Miscellaneous disadvantages:
- PractRand required more bits of input to test than other test suites - could be a problem if your RNG is very slow or otherwise limited on amount of data produced.
- RaBiGeTe and NIST STS both have interface issues.
- Dieharder and NIST STS both have false-positive issues.
- NIST STS had the worst interface in my opinion.
- I could not get Dieharder to compile on Windows. I managed to get TestU01 to compile on windows but it took some work.
- Recent versions of RaBiGeTe are closed-source and windows-only.
The set of PRNGs tested:
The PRNG set includes 1 large GFSR, 1 large LFSR, 4 xorshift type PRNGs, 2 xorwow type PRNGs, 3 other not-quite-LFSR PRNGs. It includes 10 simple power-of-2 modulus LCGs (which discard low bits to reach acceptable quality levels), 10 power-of-2 modulus not-quite-LCGs, and 9 combination generators based primarily around LCGs and not-quite-LCGs. It includes 19 reduced strength versions of CSPRNGs, plus one full strength CSPRNG. Of those, 14 were based upon indirection / dynamic s-boxes (e.g. RC4, ISAAC), four were ChaCha/Salsa parameterizations, and the remaining 2 were Trivium variants.

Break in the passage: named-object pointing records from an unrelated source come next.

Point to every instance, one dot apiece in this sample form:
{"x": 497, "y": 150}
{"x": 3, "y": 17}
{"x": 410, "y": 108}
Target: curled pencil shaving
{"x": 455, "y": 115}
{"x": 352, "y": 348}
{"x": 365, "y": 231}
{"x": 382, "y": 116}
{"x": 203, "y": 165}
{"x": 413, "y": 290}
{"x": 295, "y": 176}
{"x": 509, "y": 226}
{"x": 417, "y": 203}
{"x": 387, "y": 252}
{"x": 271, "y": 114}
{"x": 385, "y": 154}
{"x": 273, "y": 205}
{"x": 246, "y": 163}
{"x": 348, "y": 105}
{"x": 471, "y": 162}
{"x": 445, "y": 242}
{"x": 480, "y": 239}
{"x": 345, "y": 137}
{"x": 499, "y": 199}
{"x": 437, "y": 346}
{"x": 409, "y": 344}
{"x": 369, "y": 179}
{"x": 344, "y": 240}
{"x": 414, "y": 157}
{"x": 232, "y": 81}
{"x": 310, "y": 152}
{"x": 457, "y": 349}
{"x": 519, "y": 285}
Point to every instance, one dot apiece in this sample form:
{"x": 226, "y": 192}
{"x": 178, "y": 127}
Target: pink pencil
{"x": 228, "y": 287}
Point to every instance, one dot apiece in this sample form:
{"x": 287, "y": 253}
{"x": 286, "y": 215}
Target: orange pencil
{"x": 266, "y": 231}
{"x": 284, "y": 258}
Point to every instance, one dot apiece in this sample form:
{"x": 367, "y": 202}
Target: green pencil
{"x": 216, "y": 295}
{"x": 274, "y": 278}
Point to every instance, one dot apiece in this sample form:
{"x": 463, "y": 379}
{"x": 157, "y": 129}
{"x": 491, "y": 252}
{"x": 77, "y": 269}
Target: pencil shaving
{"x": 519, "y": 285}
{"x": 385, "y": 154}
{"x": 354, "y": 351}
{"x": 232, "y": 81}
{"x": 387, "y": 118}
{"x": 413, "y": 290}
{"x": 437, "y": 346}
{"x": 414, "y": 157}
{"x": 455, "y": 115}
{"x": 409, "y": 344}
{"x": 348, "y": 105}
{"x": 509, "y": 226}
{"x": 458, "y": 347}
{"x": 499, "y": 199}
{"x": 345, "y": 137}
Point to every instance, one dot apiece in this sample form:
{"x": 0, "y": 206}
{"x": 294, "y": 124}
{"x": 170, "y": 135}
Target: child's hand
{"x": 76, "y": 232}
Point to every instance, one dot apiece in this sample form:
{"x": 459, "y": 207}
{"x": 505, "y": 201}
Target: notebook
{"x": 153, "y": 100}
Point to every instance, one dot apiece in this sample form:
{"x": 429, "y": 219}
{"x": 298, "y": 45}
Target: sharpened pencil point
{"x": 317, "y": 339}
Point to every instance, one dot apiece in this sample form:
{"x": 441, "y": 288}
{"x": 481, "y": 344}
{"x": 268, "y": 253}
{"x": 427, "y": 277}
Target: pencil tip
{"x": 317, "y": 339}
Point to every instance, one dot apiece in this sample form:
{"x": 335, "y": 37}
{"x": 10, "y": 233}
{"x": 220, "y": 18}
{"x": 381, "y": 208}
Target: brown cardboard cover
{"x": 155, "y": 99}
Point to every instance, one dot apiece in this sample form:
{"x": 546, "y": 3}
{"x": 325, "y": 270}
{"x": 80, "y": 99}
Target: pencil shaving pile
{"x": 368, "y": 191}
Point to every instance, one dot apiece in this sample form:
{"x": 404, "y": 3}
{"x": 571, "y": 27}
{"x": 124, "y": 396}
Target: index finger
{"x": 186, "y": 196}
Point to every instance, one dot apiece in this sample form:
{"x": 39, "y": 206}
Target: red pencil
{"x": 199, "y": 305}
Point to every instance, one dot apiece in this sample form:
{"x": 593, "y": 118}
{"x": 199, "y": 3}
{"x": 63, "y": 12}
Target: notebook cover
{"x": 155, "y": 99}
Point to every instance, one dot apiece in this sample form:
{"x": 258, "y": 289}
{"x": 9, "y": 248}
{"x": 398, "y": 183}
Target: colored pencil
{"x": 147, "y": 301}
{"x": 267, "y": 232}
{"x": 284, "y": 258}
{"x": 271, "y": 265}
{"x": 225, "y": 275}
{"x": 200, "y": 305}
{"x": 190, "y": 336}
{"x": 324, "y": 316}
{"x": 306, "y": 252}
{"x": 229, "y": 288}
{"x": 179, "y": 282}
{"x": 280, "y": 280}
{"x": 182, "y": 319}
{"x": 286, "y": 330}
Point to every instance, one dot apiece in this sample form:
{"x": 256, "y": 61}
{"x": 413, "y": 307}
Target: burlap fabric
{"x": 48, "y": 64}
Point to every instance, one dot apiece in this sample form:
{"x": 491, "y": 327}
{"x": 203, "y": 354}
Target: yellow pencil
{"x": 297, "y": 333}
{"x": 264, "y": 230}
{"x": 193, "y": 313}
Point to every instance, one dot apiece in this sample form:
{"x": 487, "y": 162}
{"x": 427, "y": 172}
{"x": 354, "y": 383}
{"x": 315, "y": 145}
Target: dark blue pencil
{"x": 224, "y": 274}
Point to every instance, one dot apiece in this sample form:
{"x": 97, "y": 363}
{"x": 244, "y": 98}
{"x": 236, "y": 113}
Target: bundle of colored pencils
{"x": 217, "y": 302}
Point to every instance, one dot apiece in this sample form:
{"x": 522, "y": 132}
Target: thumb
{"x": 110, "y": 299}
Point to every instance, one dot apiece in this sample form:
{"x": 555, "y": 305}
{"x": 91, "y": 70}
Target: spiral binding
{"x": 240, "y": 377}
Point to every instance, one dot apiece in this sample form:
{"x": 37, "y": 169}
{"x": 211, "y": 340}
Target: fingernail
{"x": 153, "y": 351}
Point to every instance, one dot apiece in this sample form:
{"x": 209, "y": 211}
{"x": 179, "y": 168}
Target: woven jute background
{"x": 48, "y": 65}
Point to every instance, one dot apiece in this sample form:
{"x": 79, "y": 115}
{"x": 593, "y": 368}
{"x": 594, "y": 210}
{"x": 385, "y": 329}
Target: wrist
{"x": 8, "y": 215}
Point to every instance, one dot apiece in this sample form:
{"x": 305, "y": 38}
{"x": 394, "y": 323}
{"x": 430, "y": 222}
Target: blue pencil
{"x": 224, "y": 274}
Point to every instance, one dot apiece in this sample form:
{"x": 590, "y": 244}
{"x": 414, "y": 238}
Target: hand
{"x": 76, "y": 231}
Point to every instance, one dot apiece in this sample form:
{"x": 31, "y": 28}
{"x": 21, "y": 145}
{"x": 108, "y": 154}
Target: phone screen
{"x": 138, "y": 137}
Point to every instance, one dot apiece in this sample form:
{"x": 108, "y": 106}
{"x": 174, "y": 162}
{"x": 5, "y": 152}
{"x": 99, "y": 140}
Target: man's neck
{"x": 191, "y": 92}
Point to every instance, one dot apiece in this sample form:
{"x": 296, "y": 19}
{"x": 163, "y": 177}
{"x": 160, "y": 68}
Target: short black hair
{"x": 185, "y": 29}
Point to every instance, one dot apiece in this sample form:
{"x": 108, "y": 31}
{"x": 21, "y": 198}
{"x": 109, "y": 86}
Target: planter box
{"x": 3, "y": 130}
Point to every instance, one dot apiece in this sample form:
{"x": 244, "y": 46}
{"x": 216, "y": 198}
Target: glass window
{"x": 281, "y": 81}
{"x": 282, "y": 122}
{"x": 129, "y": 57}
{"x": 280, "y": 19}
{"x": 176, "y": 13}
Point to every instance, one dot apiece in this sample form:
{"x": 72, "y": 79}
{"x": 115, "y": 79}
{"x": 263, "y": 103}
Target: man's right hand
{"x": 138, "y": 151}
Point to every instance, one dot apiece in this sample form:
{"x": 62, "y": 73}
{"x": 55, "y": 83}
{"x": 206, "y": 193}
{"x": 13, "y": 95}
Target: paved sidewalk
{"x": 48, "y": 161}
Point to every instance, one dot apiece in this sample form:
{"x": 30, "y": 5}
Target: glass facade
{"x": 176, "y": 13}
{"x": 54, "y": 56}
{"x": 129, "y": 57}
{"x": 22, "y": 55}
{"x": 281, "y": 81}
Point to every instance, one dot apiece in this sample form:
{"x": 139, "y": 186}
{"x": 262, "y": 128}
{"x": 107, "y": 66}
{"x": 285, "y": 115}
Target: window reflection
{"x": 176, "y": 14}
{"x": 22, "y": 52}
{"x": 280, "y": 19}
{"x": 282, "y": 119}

It includes 11 PRNGs broadly classifiable as LFib-type or similar, not counting the LFSRs/GFSRs. The rest (about 35) were small state chaotic PRNGs, of which 10 used multiplication and the others were limited to arithmetic and bitwise logic.
Edit: There is also the test set in gjrand, which is very obscure and a little odd, but actually does extremely well.
Also, all of the PRNGs tested are included as non-recommended PRNGs in PractRand.